Busy as Luft is, it remains very hard even for him to make a living as a jazz musician. "It's deeply fraught with strife and mental battles and personal mountains to climb, especially at the beginning. You have to go to jam sessions, and stay until the bitter end to get your 15 minutes to play with the other musicians and meet the guys at the end of the night." This observation prompts another question, which is what advice he would offer to young jazz musicians? "Meet the guys, and introduce yourself to the organizers of these jam sessions. I was a very frequent attender at Ronnie Scott's upstairs and downstairs jam sessions when I was in my late teens. I was there all the time and I was a real night owl. I would even say I burnt the candle at both ends, because I was studying at [London's] Royal Academy of Music on the jazz course. That meant 9am starts. I had harmony lessons with Gareth Lockrane or Iain Ballamy or Tom Cawley..."

The social side of jazz contrasts with the world of rock bands, who are often quite insular, just doing their thing away from other people. That really doesn't work with jazz, where mingling with others is central to the culture. "It's such a social, democratic music. You need to meet people and you need to put yourself in places where you can listen to other musicians and get their number, and say, hey, I love your playing, would you like to jam? Because you also never know who's going to be there.
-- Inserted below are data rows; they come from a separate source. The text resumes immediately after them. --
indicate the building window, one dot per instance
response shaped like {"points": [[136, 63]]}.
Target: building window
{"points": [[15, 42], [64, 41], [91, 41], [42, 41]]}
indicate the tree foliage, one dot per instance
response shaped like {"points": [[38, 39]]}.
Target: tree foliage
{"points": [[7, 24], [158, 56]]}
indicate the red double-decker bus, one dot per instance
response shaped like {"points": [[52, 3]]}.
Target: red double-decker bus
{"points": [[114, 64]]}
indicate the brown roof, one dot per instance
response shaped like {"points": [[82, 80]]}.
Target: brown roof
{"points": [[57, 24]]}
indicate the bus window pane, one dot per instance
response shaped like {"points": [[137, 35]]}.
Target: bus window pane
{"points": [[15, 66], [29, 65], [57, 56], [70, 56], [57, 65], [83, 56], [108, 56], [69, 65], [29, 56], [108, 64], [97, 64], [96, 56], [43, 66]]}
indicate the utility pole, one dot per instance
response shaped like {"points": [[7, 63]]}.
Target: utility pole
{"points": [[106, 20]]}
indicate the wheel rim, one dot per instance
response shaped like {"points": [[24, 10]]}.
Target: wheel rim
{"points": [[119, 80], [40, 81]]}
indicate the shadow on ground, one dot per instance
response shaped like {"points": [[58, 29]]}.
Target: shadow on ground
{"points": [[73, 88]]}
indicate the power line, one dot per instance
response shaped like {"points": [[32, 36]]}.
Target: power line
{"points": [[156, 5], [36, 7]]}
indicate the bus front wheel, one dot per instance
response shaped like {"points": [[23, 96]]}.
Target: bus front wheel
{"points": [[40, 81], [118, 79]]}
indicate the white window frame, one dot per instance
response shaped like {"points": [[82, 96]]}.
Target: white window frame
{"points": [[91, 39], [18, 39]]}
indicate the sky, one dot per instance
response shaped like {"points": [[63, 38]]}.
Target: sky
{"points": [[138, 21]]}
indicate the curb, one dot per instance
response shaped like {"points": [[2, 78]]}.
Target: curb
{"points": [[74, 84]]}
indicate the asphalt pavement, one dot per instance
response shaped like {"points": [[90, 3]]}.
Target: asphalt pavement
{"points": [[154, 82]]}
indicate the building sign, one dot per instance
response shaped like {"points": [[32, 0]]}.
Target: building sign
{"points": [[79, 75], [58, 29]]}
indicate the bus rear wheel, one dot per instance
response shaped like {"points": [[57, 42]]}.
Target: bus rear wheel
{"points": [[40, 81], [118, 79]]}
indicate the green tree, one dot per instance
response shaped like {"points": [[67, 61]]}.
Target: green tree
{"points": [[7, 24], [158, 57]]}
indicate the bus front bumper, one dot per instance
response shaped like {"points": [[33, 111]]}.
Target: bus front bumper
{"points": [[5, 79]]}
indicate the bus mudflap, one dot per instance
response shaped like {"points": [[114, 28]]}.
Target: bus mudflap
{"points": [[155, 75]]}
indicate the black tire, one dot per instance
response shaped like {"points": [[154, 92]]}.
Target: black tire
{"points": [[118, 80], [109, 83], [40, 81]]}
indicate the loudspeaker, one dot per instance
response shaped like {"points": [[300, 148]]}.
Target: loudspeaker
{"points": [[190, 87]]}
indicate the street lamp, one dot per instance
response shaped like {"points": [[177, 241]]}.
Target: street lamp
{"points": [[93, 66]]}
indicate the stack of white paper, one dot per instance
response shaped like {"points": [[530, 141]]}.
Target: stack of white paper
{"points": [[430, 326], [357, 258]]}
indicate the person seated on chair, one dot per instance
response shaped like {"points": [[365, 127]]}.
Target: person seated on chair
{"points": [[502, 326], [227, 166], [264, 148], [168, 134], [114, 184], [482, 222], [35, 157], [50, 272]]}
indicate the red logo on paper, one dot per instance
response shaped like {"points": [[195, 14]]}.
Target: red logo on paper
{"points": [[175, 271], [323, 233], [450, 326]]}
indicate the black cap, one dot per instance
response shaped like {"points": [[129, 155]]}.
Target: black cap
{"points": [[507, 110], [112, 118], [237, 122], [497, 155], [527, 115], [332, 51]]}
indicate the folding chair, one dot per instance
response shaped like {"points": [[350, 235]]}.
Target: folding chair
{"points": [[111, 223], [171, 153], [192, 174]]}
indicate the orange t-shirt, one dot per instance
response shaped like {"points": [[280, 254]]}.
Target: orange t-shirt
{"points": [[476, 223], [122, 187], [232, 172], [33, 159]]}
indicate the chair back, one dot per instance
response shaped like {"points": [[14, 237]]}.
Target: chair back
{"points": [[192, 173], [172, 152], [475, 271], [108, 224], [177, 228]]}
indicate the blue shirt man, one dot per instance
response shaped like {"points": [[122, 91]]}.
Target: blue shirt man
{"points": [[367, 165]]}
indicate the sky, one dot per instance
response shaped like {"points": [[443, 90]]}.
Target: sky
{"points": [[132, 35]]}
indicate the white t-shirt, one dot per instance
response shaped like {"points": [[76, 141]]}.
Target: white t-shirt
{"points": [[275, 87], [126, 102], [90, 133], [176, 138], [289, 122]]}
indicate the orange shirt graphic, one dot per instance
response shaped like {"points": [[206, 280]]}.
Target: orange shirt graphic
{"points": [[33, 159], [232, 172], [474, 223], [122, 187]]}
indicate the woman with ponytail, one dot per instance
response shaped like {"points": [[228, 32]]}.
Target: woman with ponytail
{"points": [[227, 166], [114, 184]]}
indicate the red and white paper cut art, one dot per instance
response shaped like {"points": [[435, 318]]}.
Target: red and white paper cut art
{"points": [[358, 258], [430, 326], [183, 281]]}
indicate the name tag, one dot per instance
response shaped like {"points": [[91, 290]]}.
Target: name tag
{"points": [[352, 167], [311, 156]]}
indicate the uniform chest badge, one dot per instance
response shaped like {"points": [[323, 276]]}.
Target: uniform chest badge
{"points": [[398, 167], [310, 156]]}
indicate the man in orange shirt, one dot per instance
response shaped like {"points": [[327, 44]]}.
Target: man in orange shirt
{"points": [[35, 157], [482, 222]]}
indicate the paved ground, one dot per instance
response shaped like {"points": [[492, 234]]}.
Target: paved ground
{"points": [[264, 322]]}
I've been at jams where John McLaughlin has been present, or Jeff Beck, or Thundercat has been standing in the front row watching me play a blues or something. And I've been there and I've done it, and I've had the chance to sit in with Larry Goldings or Robert Glasper. They won't remember this, but when I was 20, Roy Hargrove showed up at Ronnie's and came up and played a song with us. Roy's no longer with us, but I'm not going to forget that!

"People now think it's all about social media and Instagram and YouTube and Facebook, and that plays a huge part, I'm not trying to play that down..." But social media is more about marketing than creativity, and as well as going to jams and meeting fellow musicians and putting rehearsals together, Luft believes it's essential to simply be a nice guy. "There are so many killer players these days, and I think being a nice, positive energy in a group context is really important. Billy Higgins, the great drummer, was always smiling on stage, or Jack DeJohnette—always beaming. Those kind of energies are really infectious for the other musicians. So I think, be like those guys and girls—you're gonna get booked!"